Phorm invented a technology for ISPs to use to track users' web use in order to serve them ads that were related to the recorded internet activity. ISP BT used this technology without telling users, which led to complaints to UK regulators and the Commission that this broke privacy laws.
BT later said that it would not use Phorm's technology, and no other UK ISP has used it.
In examining the complaints, the European Commission assessed the legal protections available in the UK for the privacy of internet users and their communications. It has twice written to the UK Government demanding that UK laws be changed to better implement EU directives.
The Commission said in April and October of 2009 that the Regulation of Investigatory Powers Act (RIPA), the Data Protection Act do not fully implement the Privacy and Electronic Communications Directive and the Data Protection Directive.
It asked the UK to change the law but has now said that it will take the UK to the European Court of Justice (ECJ) to force it to do so.
"The Commission considers that UK law does not comply with EU rules on consent to interception and on enforcement by supervisory authorities," said a Commission statement. "The Commission considers that existing UK law governing the confidentiality of electronic communications is in breach of the UK's obligations under the ePrivacy Directive and the Data Protection Directive."
The Commission said that UK law failed to meet the requirements of EU directives in three respects.
"There is no independent national authority to supervise the interception of some communications, although the establishment of such authority is required under the ePrivacy and Data Protection Directives, in particular to hear complaints regarding interception of communications," said the Commission.
"Current UK law authorises interception of communications not only where the persons concerned have consented to interception but also when the person intercepting the communications has ‘reasonable grounds for believing’ that consent to do so has been given. These UK provisions do not comply with EU rules defining consent as 'freely given, specific and informed indication of a person’s wishes'," it said.
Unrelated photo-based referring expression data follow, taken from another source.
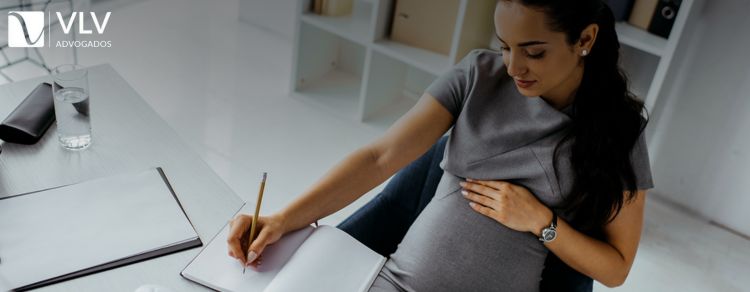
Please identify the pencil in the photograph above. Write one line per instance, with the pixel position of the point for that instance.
(255, 216)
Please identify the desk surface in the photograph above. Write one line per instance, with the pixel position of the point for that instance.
(127, 135)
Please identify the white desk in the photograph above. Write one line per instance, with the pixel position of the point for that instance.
(127, 136)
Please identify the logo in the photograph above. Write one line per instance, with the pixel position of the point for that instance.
(26, 29)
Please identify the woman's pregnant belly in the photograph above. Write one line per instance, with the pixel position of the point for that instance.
(450, 247)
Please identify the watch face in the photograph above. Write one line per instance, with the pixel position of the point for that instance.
(549, 234)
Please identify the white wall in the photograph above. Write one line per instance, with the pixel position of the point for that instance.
(702, 158)
(274, 15)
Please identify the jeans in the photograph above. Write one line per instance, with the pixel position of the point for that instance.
(382, 223)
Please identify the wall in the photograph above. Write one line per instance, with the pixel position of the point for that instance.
(701, 158)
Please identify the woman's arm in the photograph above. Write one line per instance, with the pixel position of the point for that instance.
(357, 174)
(371, 165)
(607, 261)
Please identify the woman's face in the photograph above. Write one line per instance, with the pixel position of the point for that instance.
(540, 60)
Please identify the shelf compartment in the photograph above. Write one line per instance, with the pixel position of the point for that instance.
(640, 39)
(396, 90)
(336, 92)
(329, 71)
(425, 60)
(357, 27)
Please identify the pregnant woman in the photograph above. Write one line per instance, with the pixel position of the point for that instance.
(546, 154)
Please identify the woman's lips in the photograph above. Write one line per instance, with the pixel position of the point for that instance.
(524, 83)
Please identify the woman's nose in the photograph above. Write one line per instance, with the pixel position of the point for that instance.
(516, 66)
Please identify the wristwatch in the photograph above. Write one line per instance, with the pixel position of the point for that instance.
(550, 233)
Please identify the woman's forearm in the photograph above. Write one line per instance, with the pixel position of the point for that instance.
(357, 174)
(594, 258)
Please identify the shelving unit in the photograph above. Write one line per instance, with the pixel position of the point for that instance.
(349, 66)
(647, 58)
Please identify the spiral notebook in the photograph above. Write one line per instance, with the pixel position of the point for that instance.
(311, 259)
(66, 232)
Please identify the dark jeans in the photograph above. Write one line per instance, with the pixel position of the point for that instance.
(382, 223)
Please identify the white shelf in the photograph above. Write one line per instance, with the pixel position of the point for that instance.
(423, 59)
(640, 39)
(355, 29)
(385, 69)
(389, 114)
(335, 91)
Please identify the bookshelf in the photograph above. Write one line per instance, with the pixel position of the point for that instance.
(348, 65)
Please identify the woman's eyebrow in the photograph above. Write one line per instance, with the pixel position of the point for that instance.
(524, 44)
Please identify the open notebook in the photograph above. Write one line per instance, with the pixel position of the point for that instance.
(61, 233)
(311, 259)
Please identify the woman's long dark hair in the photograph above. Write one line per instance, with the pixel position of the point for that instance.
(606, 120)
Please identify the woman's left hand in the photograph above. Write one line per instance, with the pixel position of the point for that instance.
(511, 205)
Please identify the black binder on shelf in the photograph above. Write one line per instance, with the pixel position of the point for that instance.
(89, 227)
(621, 8)
(664, 17)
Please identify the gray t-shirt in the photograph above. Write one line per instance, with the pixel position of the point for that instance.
(498, 134)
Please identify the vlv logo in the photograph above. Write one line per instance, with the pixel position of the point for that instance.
(26, 29)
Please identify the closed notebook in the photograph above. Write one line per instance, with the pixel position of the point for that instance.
(70, 231)
(311, 259)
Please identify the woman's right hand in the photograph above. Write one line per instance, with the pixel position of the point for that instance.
(267, 231)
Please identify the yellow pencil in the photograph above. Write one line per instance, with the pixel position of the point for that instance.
(255, 216)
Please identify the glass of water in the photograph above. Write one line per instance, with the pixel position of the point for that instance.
(71, 94)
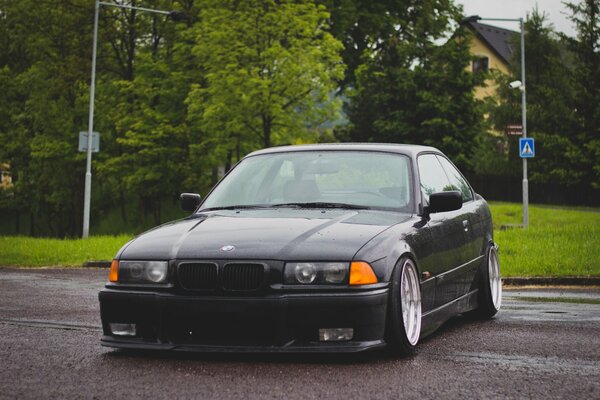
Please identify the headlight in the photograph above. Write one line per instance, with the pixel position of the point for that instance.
(139, 272)
(316, 273)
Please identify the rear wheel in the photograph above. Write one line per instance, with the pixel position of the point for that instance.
(404, 309)
(490, 286)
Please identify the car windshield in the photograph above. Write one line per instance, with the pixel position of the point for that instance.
(316, 179)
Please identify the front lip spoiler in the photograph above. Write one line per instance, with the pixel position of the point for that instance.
(315, 347)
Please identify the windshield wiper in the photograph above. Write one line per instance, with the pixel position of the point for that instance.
(319, 204)
(237, 207)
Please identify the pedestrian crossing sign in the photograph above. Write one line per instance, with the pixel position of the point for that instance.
(526, 147)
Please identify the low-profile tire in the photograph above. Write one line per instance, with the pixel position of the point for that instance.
(490, 286)
(403, 328)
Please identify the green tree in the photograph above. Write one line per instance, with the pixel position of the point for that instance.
(412, 88)
(270, 70)
(42, 53)
(586, 49)
(551, 99)
(147, 75)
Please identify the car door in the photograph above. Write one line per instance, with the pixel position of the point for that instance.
(472, 226)
(448, 241)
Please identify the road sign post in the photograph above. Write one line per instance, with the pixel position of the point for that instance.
(526, 148)
(83, 141)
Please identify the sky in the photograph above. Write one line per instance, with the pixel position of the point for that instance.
(556, 11)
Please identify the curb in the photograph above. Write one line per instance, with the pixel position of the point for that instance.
(96, 264)
(552, 281)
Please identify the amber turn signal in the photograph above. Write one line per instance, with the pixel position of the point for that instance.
(113, 275)
(361, 273)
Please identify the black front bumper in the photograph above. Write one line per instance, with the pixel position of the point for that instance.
(272, 323)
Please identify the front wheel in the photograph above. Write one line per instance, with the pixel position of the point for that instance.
(490, 286)
(404, 314)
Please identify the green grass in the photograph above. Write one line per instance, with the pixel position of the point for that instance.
(22, 251)
(558, 242)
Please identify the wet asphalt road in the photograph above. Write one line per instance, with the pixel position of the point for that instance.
(543, 344)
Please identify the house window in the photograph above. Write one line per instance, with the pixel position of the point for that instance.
(481, 64)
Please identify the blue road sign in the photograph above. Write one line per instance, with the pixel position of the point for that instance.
(526, 147)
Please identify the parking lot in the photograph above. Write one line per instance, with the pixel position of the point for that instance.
(543, 344)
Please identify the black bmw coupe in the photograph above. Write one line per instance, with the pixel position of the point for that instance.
(316, 248)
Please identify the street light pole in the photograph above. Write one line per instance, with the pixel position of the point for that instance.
(176, 16)
(522, 87)
(88, 167)
(524, 123)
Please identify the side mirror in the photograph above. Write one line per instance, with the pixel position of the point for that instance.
(189, 201)
(444, 201)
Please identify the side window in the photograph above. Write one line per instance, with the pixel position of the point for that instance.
(433, 178)
(456, 179)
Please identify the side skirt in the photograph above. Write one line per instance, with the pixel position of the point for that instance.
(433, 319)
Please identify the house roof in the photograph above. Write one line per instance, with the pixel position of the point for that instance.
(498, 39)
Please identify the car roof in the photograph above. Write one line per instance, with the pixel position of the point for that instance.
(407, 149)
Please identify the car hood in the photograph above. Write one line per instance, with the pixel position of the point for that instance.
(273, 234)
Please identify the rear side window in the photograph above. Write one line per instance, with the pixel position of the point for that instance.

"Current UK law prohibiting and providing sanctions in case of unlawful interception are limited to ‘intentional’ interception only, whereas EU law requires Members States to prohibit and to ensure sanctions against any unlawful interception regardless of whether committed intentionally or not," said the Commission.
The Information Commissioner's Office enforces the Data Protection Act and said in a Home Office consultation last year that it believed there to be gaps in the way that UK citizens' privacy is protected.
"Where the private sector, either through their own provision of services, or through being placed under a legal obligation, are intercepting communications of services users, there are gaps in the regulatory regime," it said. "The only recourse for a private sector breach is prosecution for a criminal offence. This is different from the position that applies to the public sector. Arguably there is a need for an appropriately empowered regulator, who can provide advice and guidance and ultimately impose civil sanctions against private sector players."